Although the underlying causes and mechanisms have been defined relatively well in decades of research, the very definition of PTCP remains surprisingly vague. As stated at the start, it is usually understood to be “finding of spuriously low platelet counts”. The spuriosity of the phenomenon is usually confirmed by the detection of either of the two described in vitro phenomena (aggregation and satellitism) in a peripheral blood smear and/or through the detection of a normal (or at least significantly higher) platelet count using an anticoagulant other than EDTA (mainly citrate or magnesium sulfate (MgSO₄) for the collection of the blood sample. But several important questions remain: How low is low? The name PTCP suggests that it can only be diagnosed, when the spurious result is that of a thrombocytopenia (and therefore below 150/nL by the most common definition). But what about cases where aggregates and/or a significant difference in the platelet count between EDTA WB and citrate WB can be detected but the platelet count in EDTA is within the reference range? Furthermore, what is a “significant difference” between platelet counts in EDTA and citrate WB? There is no common definition of how far apart these two measurements have to be, either in absolute or in relative terms, in order for PTCP to be suspected. This is further complicated by the fact that the duplicated measurement of platelets in both EDTA and citrate WB regularly returns slightly higher results for the former anticoagulant [8], [9], [10], partly due to matrix effects caused by the dilution [10], partly due to temporal instability of platelets in citrate WB [11], [12], [13], [14]. Therefore, when contemplating the difference between platelet counts in EDTA and citrate WB, one has to bear in mind that the norm for this difference is not zero, or, in other terms: even a difference of zero between two platelet counts could be compatible with a very mild form of PTCP. Finally, to date there is no international consensus on what is to be considered a platelet aggregate in the peripheral blood smear (i.e. how many platelets have to be aggregated) and how many of these aggregates have to be found in how many visual fields for aggregates in the blood smear to be reported. There have been some efforts towards a more unified approach in these two latter questions [12, 15, 16], but no generally agreed consensus.

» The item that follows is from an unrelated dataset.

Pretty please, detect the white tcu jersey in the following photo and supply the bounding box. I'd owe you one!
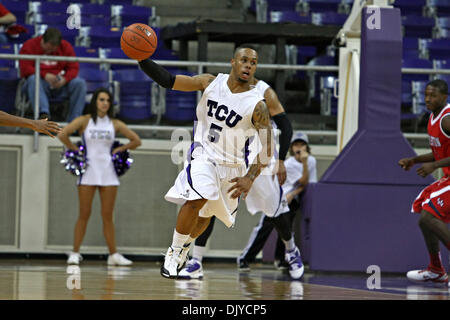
[78,116,120,186]
[194,73,264,166]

Therefore, in order to better characterize PTCP as it occurs in real-world, we set out to analyze a large data set of concomitant platelet counts from both EDTA and citrate WB. Our aims were to examine the differences between platelet counts in both materials: Where do they occur and how pronounced are they? Which of these measurements were automatically flagged for potential platelet aggregates by the analyzer and which samples revealed aggregates in the peripheral blood smear (when performed)? Is PTCP really a phenomenon that can be readily detected in a given sample, as the vast amount of literature, mostly comprising of case reports of impressively pronounced cases suggests (some examples: [17], [18], [19], [20], and if yes, what are relevant parameters and cutoffs that might reliably distinguish between samples in which PTCP occurs and samples in which it doesn’t)?

Materials and methods

Study cohort and sample characteristics

We included all concomitant (i.e. from the same peripheral venous puncture) platelet counts in both EDTA and citrate WB ordered at our high-throughput clinical laboratory at the University Hospital Schleswig-Holstein between January 1^st 2018 and February 13^th 2023. In all, 10,243 such measurements were included in our analysis. These were collected from 5,957 different individual patients. The median frequency of samples per patient was 1 (±0, range: 1–42). These patients were on average 67.7 ± 16.8 years old at the time of the collection of the first included measurement (range: 0–101). 3,336 (56.0 %) of the patients were male, and 2,621 (44.0 %) were female. As a retrospective analysis of anonymized data, the study was deemed exempt from review by the Institutional Board of the University of Lübeck.

Platelet count

All analyzed blood samples were collected using collection tubes from Sarstedt (Nümbrecht, Germany), specifically the S-Monovette K₃-EDTA tube for EDTA WB and the S-Monovette Citrat 3.2 % for citrate WB. The platelet counts from both EDTA and citrate WB. were performed using the XN-9000 system (Sysmex, Kobe, Japan), which counts platelets via impedance measurement (with the possibility of confirmation via flow cytometry in cases where the impedance measurement yields ambiguous results). Platelet counts from citrate WB are automatically corrected for the dilution by the anticoagulant within the collection tubes. The presented values are already thus corrected. Prior to analysis, all citrate tubes are examined for filling level, with both under- and overfilled tubes being automatically rejected. The data analysis includes the information whether or not the XN-9000 flagged the measurement for the possible presence of platelet aggregates. This flag is generated via an automated algorithm by the XN-9000 system, analyzing different properties of the platelet count. If this flag is generated, a peripheral blood smear is automatically performed in our laboratory which is examined via light microscopy for the presence of platelet aggregates. The result of this examination was also included in the data analysis. Further, in order to avoid performing peripheral blood smears in cases with a low pre-test probability and/or clinical significance, only EDTA WB samples will be examined via microscopy that return a platelet count of <110/nL. Also, platelet aggregates may be an additional finding in a peripheral blood smear performed during the course of a manual complete blood count, even in samples that were not flagged by the XN-9000. Therefore, the amount of flagged samples is not equal to the amount of samples which were examined for platelet aggregates via light microscopy.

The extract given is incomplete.